I too have been doing Ziatypes for about 10 years. If you are doing palladium printing, which is what Ziatypes primarily are, you have to be prepared to spend some money. If you keep thinking about how much everything is, you will be inhibited. Start with small prints. My Richeson brush is about 1 1/2 inch wide and cost less than $50. Puddle pushers only work with certain papers. I have used them with COT, (and the late great Cranes) but I mainly use the brush. I feel I'm getting a deeper coating. It's funny, but I have printed in all sorts of humidity conditions from 40% to 70% with no problems. First I coat the paper and let it rest for 2 minutes. Then, in 40% I move quickly, just drying the paper with a fan for about 1 -2 minutes until it feels dry enough to place a negative on it. (I don't use Mylar under the negative.) In more humid conditions I use a hair dryer with the heat turned off or low for about 1 minute. I have found that too much humidity can cause graininess in the print.
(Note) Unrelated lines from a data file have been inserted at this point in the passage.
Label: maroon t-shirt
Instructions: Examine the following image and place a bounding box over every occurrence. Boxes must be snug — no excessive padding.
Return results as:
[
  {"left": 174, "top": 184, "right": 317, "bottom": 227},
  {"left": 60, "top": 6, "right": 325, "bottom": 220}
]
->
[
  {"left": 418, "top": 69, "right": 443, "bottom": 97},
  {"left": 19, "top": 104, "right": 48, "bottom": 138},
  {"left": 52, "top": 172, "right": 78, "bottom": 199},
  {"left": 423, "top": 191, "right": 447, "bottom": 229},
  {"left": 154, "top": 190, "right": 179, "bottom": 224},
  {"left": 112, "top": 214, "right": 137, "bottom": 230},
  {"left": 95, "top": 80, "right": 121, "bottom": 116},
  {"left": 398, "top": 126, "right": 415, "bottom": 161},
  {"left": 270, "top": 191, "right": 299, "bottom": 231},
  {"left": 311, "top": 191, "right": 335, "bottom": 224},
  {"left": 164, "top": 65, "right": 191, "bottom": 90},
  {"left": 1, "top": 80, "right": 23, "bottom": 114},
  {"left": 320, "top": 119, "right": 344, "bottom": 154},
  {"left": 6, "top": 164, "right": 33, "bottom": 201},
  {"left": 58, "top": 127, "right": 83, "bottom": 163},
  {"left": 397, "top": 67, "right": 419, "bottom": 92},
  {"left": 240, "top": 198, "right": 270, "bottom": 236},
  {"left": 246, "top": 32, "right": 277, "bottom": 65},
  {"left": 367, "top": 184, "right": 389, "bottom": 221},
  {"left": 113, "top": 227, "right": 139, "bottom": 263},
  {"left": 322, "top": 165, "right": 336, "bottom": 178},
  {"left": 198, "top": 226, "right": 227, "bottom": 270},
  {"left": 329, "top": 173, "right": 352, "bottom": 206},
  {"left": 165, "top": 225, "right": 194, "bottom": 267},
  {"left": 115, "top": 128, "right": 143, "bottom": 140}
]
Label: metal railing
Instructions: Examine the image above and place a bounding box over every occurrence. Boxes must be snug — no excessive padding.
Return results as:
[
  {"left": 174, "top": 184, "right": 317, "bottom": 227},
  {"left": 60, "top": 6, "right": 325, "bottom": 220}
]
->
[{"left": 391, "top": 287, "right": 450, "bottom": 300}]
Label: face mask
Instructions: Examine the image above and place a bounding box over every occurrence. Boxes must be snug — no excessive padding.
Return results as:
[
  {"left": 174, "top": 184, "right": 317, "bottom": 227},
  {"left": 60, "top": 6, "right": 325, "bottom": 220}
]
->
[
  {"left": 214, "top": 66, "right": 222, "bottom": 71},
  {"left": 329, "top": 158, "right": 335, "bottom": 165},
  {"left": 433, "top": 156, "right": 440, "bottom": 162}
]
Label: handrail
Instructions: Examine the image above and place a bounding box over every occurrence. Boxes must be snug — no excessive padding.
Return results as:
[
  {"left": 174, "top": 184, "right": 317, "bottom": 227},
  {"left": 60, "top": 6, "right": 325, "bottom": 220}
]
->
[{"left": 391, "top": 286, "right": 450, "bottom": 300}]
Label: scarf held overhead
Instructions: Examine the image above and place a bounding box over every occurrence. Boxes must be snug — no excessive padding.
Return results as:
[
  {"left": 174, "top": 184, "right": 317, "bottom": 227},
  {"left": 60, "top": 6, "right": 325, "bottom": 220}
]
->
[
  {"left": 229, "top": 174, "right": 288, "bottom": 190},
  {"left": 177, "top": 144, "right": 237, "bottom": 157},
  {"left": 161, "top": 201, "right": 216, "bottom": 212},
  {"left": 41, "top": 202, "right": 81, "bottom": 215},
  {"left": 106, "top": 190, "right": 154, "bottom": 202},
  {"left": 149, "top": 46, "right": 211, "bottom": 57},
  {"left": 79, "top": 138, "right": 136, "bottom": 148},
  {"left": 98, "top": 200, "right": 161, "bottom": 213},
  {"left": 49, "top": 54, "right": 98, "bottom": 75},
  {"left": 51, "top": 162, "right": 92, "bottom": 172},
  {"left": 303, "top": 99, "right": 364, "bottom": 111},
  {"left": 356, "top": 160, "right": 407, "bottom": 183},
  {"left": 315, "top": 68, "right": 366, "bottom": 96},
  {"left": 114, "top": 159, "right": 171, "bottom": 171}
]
My gallery has many examples of Ziatypes. I found the kits that Bostick and Sullivan sell, to be a good starting point. I made my first Ziatype in the sun, just for the fun of it, and it was a keeper, and I sold it.
yep, done some ziatypes...
Found they had a different tonality to a Pd/Pt print - a little bit colder, but more drier if that makes any sense
They are easier in some regards, but I've gone back to NA2 - just me though ;) I'm sure there are people out there that ziatypes will be perfect for
I have been doing Ziatypes for a few years, and like the others here, have found the process pretty straight forward. One tweak I rather like is the colour range you can get replacing some of the palladium with gold.
At one time I was keen to try the new Chrysotype process developed by Mike Ware, so had some gold solution to hand. But, as I was printing using the Ziatype process at the time I had a go adding gold to the sensitiser solution in place of some of the palladium. With less gold than palladium the prints take on a cool blue colour like the print of the feather.
Whereas adding more gold than palladium starts to produce a deeper blue with reddish tones like the print of the Buddha, much like have been described with chrysotypes. The print of the feather had around 3 drops of 5% gold solution and 4 drops of the palladium solution, the Buddha had 5 drops of gold solution to 3 of the palladium.